「ただいま。」


そう言って玄関を開け、靴を脱いでいる最中にも母さんの「おかえり」と言う声は聞こえてこなかった。

いつもなら真っ先に返事を返してくる母さんの返事が無い。

その事にすぐに違和感を感じ、まゆを顰め素早くリビングに向かう。
だがそこにも母さんの姿は見えず、いよいよ嫌な予感が拭えない。

「母さん!どこにいるんだ!?」


そう叫んでも返事は来ない。

出掛けてるのか?
いや、玄関は開いていたし母さんが俺が走っている最中に出掛けるなんて有り得ない。
まさか、変な奴に襲われたとかは無いよな?

色々と考えを巡らせれば嫌な考えしか思い浮かばず、背中を冷たい汗が流れるのが分かった。

一刻も早く母さんを見つけなければと思い、リビングを出て二階に繋がる廊下に出る。
廊下を出てすぐに白い腕が廊下に投げ出されているのに気付き、目を見開き白い腕の元に走った。

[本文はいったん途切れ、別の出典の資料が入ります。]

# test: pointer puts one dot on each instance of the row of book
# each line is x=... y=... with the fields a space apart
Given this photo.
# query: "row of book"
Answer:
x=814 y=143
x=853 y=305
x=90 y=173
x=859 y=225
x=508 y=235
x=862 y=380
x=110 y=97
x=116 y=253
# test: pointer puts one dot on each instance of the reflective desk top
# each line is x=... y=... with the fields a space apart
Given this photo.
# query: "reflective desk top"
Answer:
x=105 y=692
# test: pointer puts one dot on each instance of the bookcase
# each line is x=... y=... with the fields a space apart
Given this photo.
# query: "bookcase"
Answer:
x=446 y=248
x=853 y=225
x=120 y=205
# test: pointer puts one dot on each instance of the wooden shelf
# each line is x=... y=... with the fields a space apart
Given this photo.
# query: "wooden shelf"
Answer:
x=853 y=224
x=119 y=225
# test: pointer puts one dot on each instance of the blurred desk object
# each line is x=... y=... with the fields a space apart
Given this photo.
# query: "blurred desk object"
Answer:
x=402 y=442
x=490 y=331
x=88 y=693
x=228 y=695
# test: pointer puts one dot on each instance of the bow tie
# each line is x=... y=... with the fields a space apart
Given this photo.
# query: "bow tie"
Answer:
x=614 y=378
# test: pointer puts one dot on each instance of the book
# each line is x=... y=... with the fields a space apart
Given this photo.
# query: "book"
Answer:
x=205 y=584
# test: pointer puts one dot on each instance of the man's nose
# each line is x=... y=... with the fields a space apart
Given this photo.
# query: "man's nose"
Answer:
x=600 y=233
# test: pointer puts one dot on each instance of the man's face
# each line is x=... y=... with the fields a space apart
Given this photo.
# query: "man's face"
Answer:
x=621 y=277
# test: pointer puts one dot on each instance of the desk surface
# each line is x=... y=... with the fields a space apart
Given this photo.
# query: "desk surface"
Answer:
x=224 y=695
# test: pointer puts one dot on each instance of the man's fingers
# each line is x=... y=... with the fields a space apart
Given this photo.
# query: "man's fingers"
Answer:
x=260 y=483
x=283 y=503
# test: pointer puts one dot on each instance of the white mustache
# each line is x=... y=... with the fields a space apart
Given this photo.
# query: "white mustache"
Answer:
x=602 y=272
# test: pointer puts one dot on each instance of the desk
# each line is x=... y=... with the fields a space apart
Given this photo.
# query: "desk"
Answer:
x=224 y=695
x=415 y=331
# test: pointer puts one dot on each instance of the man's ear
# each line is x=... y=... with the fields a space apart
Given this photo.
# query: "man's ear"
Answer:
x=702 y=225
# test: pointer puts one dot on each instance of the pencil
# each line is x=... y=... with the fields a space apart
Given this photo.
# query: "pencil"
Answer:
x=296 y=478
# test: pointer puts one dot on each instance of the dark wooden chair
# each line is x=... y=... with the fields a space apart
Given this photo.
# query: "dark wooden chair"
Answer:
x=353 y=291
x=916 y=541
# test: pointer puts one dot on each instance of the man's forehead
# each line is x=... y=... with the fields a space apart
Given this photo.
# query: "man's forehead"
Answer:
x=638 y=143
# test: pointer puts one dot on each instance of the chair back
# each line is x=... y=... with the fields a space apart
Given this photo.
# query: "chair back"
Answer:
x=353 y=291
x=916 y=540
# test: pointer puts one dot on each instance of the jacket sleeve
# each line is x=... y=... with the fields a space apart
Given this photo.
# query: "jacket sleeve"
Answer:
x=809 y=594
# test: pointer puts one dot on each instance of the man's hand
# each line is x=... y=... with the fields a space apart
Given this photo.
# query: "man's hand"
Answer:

その白い腕の持ち主は、案の定母さんで顔色は真っ白としか言いようがなく、どうしてこんな所にと思い辺りを見渡せば受話器があるのが分かった。

それを見て、すぐに合点がいった。
そして体が高い所から落とされるような浮遊感に襲われた。

ぐらつく体をなんとか支え腕時計を見る。
もう、家を出てから30分以上も過ぎていた。

急いで母さんの腕を取り脈を測る。
…脈はあるし落ち着いている。だが意識はないし顔色も悪い。このままじゃまずいと思ってそのまま受話器を取り救急車を呼ぶ

「もしもし?」
「…もしもしランニングから帰ってきたら母が倒れていて、脈は安定しているんですがまだ意識が戻らなくて…。」
「分かりました。すぐに救急車を向かわせますね。ご住所は?」
「愛知県名古屋市〇〇町〇〇〇〇です。」
「分かりました。落ち着いた対応ありがとうとても助かったわ。」


そう言って電話は切られた。

救急車がもうすぐ来る。
その事にすごく脱力感を覚え、思わず体の力が抜けそうになるのを必死に堪えた。

俺まで気絶する訳にはいかない。

そうなんとか自分を叱咤し、電話の着信履歴を確認する。
あぁ、やっぱり。

そこには俺が家を出てから15分ほどしてから電話がかかってきていた。

母さんは、今の俺とあの時の父さんを重ねてしまったんだろう。
そこまで落ち込んでいないふりをしてはいたがなんともお粗末な演技でそれが余計に母さんを痛々しく見せていた。まだここまで引きずっていたなんて、俺はまた気付く事が出来なかったんだ…。

そこまで考え、また自己嫌悪に陥る。

本当に今日は色んな事がありすぎて困る。